Mudança na arte da comunicação escrita

 ✨ Uma nova escrita está nascendo… ✨ Como argumenta Marctawil, muitos especialistas têm levantado um alerta: há uma perda visível na habilidade das novas gerações de escrever à mão com fluidez e profundidade. Jovens nascidos a partir dos anos 90, e sobretudo os mais recentes, mostram dificuldades com frases complexas, evitam períodos longos e, muitas vezes, substituem a escrita manuscrita por mensagens breves, ícones, áudios ou vídeos. Sim, é verdade — algo mudou. Mas será mesmo uma “perda”? Ou estamos apenas diante de mais um ponto de mutação na longa travessia da humanidade? A escrita, como a conhecemos, foi uma conquista sagrada — e por milênios, nos serviu como espelho do pensamento, ferramenta de memória, arte do tempo. Mas hoje, estamos migrando para outro paradigma. A inteligência artificial, os sistemas multimodais, a comunicação instantânea e coletiva estão gerando novas formas de expressão e entendimento. É natural que os especialistas se preocupem. Afinal, durante cinco milênios a escrita foi central. Ela moldou a forma como pensamos, ensinamos, registramos e evoluímos. Mas... e se estivermos apenas testemunhando uma metamorfose?

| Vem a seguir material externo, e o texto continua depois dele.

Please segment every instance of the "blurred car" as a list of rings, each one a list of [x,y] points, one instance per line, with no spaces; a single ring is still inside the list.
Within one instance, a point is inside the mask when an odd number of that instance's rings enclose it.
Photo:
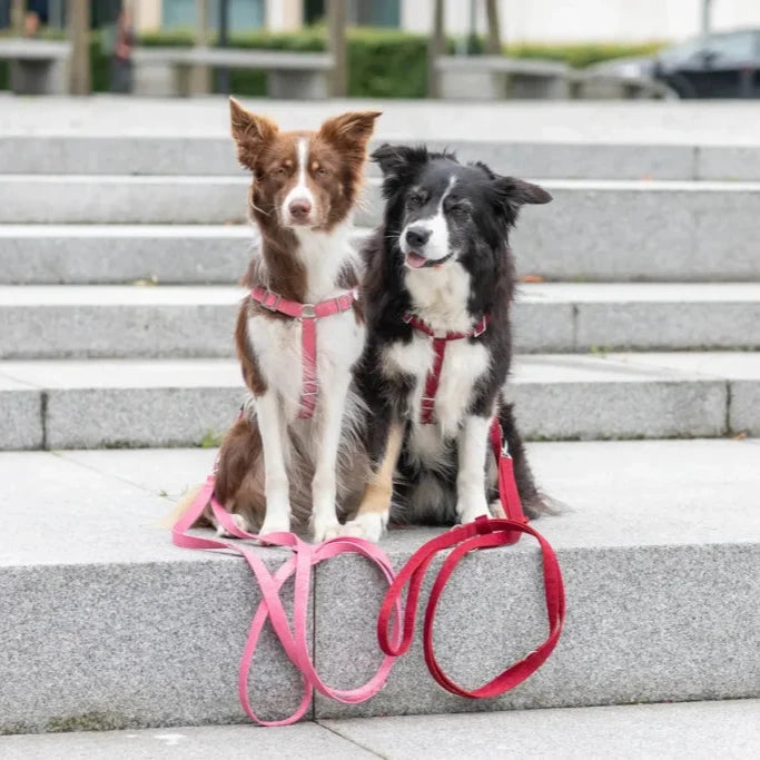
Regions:
[[[760,29],[699,37],[647,58],[618,58],[585,71],[654,79],[680,98],[760,98]]]

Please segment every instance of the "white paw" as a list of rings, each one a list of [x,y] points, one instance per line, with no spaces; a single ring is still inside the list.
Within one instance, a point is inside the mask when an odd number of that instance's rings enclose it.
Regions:
[[[250,525],[248,525],[248,521],[241,515],[241,514],[230,514],[229,515],[233,519],[233,522],[238,526],[240,531],[245,531],[246,533],[250,533]],[[237,536],[230,533],[224,525],[219,525],[217,523],[216,526],[216,534],[220,539],[236,539]]]
[[[365,512],[339,527],[342,535],[353,535],[377,543],[383,537],[387,523],[387,512]]]
[[[336,535],[340,535],[340,527],[342,525],[334,514],[328,517],[314,515],[312,519],[314,543],[318,544],[323,541],[327,541],[327,539],[334,539]]]
[[[258,532],[259,536],[265,536],[267,533],[289,533],[290,532],[290,515],[289,514],[267,514],[264,519],[261,530]]]
[[[477,517],[490,517],[491,512],[488,512],[488,505],[485,502],[485,499],[477,500],[474,502],[460,502],[456,505],[456,514],[460,516],[460,522],[464,525],[464,523],[471,523]]]

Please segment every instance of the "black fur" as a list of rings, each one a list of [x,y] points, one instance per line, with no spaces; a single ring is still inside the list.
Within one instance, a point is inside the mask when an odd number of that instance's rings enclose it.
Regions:
[[[373,461],[379,462],[385,450],[389,424],[403,422],[405,444],[398,463],[401,482],[394,491],[392,520],[452,524],[456,521],[456,441],[451,437],[441,461],[434,466],[422,465],[408,448],[409,430],[416,421],[409,418],[408,396],[417,378],[414,375],[389,374],[384,369],[385,352],[397,342],[408,344],[414,328],[403,316],[414,308],[405,284],[405,255],[399,234],[416,219],[430,218],[444,208],[452,256],[471,277],[467,312],[472,325],[491,315],[487,330],[478,338],[491,356],[490,371],[473,385],[466,415],[490,417],[497,409],[510,452],[523,506],[530,516],[545,511],[527,465],[511,406],[502,398],[502,388],[510,372],[512,335],[510,307],[516,276],[509,229],[517,219],[519,208],[526,203],[542,204],[551,196],[542,188],[512,177],[501,177],[484,164],[461,165],[453,154],[428,152],[424,147],[384,145],[373,154],[383,170],[383,195],[386,200],[383,224],[364,248],[366,276],[363,300],[368,322],[368,344],[359,386],[372,413],[368,448]],[[455,177],[452,186],[451,177]],[[454,189],[442,200],[446,187]],[[447,266],[447,264],[443,264]],[[418,308],[416,314],[425,319]],[[464,421],[462,421],[464,422]],[[495,495],[495,467],[484,472],[484,488],[488,501]],[[430,499],[421,499],[423,493]]]

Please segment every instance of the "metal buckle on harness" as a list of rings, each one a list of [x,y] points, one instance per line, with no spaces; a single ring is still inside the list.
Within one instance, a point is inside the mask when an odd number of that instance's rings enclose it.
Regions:
[[[485,333],[486,328],[488,327],[488,320],[483,317],[480,323],[477,324],[477,327],[473,330],[473,337],[474,338],[480,338],[483,333]]]
[[[275,300],[270,305],[268,303],[269,296],[274,296]],[[264,308],[268,309],[269,312],[277,312],[279,309],[279,302],[283,300],[283,296],[278,295],[277,293],[273,293],[272,290],[267,290],[264,294],[264,298],[259,302]]]

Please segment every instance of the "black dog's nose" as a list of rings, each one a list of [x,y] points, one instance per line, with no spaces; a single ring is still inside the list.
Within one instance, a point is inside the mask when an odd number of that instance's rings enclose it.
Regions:
[[[412,248],[422,248],[431,237],[431,230],[425,227],[409,227],[406,230],[406,243]]]

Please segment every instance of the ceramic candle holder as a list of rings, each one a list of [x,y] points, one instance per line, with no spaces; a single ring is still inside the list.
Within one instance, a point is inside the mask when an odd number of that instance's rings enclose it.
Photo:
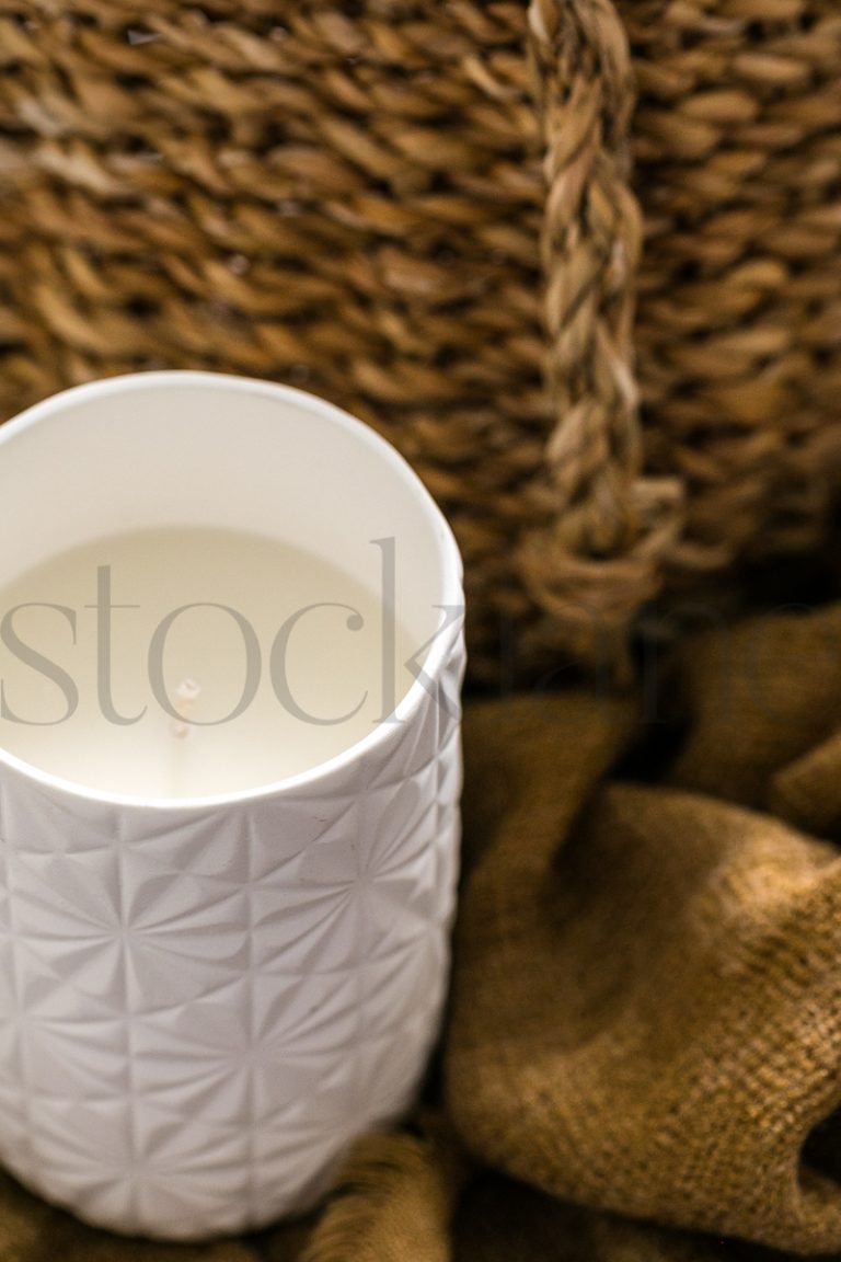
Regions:
[[[397,598],[422,671],[388,722],[253,791],[84,789],[0,750],[0,1160],[120,1232],[304,1210],[416,1093],[448,979],[460,562],[416,476],[300,391],[164,372],[0,429],[0,578],[100,535],[229,526]],[[439,632],[439,627],[445,626]],[[436,634],[439,632],[439,634]]]

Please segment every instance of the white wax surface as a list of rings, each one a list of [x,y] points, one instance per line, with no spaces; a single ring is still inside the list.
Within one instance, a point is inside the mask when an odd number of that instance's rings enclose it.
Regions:
[[[102,712],[97,683],[97,660],[102,673],[101,616],[93,607],[100,567],[110,567],[115,606],[110,615],[111,699],[122,718],[136,718],[145,709],[131,724],[112,722]],[[393,704],[405,695],[412,683],[405,663],[420,647],[396,622],[395,670],[383,681],[378,594],[296,548],[222,530],[145,530],[55,555],[0,588],[0,618],[32,602],[74,612],[76,644],[67,613],[55,608],[19,610],[11,628],[29,649],[71,676],[78,689],[78,708],[64,718],[67,680],[63,687],[38,663],[21,661],[6,634],[0,642],[6,709],[0,717],[0,746],[78,785],[144,798],[255,789],[334,757],[372,731],[382,718],[385,700]],[[166,615],[204,602],[229,606],[247,618],[261,650],[261,681],[255,700],[240,717],[219,726],[190,726],[187,736],[178,736],[175,721],[151,689],[149,646]],[[322,603],[351,606],[362,616],[362,625],[357,618],[348,626],[349,610],[319,608],[305,613],[291,630],[285,674],[294,703],[310,716],[308,719],[291,713],[276,695],[270,652],[290,616]],[[180,683],[189,679],[200,687],[189,711],[197,723],[229,714],[246,679],[243,635],[231,615],[217,608],[180,615],[166,636],[163,678],[175,705]],[[314,722],[352,711],[356,713],[342,722]],[[53,726],[38,726],[44,723]]]

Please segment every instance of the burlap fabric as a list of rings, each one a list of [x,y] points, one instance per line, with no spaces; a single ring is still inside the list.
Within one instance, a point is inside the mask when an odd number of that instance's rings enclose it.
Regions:
[[[308,386],[449,512],[474,676],[615,660],[826,535],[838,64],[836,0],[0,0],[0,416]]]
[[[257,1241],[120,1241],[6,1181],[0,1258],[837,1256],[840,703],[835,606],[688,644],[658,705],[473,704],[430,1112]]]

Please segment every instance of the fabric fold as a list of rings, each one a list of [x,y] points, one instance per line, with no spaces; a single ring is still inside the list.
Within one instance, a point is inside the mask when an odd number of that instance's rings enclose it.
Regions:
[[[526,712],[468,729],[489,779],[501,746],[519,752],[463,893],[446,1046],[463,1141],[559,1198],[841,1248],[841,1186],[803,1160],[841,1103],[838,852],[670,787],[613,785],[570,829],[625,716],[566,698],[528,731]]]

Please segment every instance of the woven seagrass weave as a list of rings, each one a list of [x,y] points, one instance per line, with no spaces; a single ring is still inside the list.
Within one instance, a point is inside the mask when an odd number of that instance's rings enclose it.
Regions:
[[[303,385],[450,515],[477,676],[615,656],[822,534],[838,66],[833,0],[0,0],[0,415]]]

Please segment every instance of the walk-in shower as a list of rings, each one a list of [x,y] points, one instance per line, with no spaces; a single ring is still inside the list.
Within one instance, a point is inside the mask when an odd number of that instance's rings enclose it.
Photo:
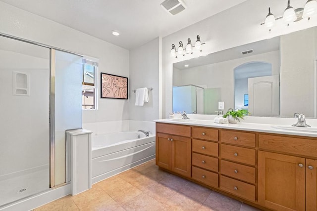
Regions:
[[[0,36],[0,208],[67,182],[81,127],[81,56]]]

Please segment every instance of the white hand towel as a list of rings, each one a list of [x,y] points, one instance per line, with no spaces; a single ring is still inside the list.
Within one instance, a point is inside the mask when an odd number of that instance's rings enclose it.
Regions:
[[[135,96],[135,105],[143,106],[144,102],[149,102],[149,91],[148,88],[137,88]]]

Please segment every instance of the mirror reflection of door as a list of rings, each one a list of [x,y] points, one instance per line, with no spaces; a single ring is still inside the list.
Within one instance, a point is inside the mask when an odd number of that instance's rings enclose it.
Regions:
[[[234,109],[247,109],[255,116],[279,115],[279,99],[276,98],[279,97],[279,75],[273,79],[265,78],[272,76],[272,64],[263,61],[248,62],[234,68]]]

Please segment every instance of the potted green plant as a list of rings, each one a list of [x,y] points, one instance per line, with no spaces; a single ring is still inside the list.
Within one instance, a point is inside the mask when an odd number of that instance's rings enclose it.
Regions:
[[[240,119],[244,120],[243,117],[248,115],[249,111],[246,109],[236,109],[234,110],[232,108],[229,108],[227,113],[223,115],[223,117],[228,117],[229,123],[237,123],[237,121],[240,122]]]

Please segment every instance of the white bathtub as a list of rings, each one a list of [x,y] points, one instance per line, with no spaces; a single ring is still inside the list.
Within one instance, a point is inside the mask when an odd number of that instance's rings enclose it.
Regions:
[[[92,148],[95,183],[155,158],[155,136],[133,131],[93,136]]]

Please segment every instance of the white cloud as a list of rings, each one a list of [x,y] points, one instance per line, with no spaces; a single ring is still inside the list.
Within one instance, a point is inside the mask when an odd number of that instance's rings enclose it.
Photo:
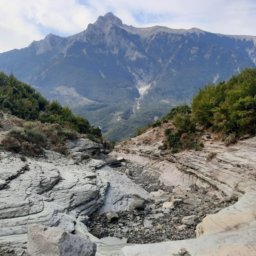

As novas gerações talvez escrevam menos à mão — mas se comunicam o tempo todo. Seja por imagens, vídeos curtos, memes, emojis, mapas mentais, músicas, ou construindo projetos colaborativos que atravessam fronteiras. A linguagem está mais rápida, mais fluida, menos formal — mas talvez mais viva. Não é que estejam abandonando a linguagem — estão reinventando a linguagem. E muitas vezes, com o auxílio de tecnologias e inteligências sintéticas, estão conseguindo fazer o que antes era inimaginável: criar, traduzir, organizar, produzir, publicar… juntos. Talvez o que esteja em declínio não seja a comunicação em si, mas uma forma antiga de comunicarmos. E isso dói. Porque o que nos era familiar, seguro, bonito e até sagrado, está se transformando. Mas cuidado: projetar negatividade sobre o novo apenas porque não se parece com o antigo é uma armadilha comum. A pergunta mais justa não é: “o que estamos perdendo?”, mas sim: “onde está se escondendo o progresso?” Porque, sim, ele está aqui — basta observar com olhos livres do medo e da nostalgia. As novas gerações não deixaram de se expressar — estão apenas escrevendo com outros alfabetos. Talvez menos com a caneta, mais com o corpo, a imagem, o som, o toque, o código. É tempo de escutar com atenção… e humildade. Porque o humano não está em decadência — está em transformação...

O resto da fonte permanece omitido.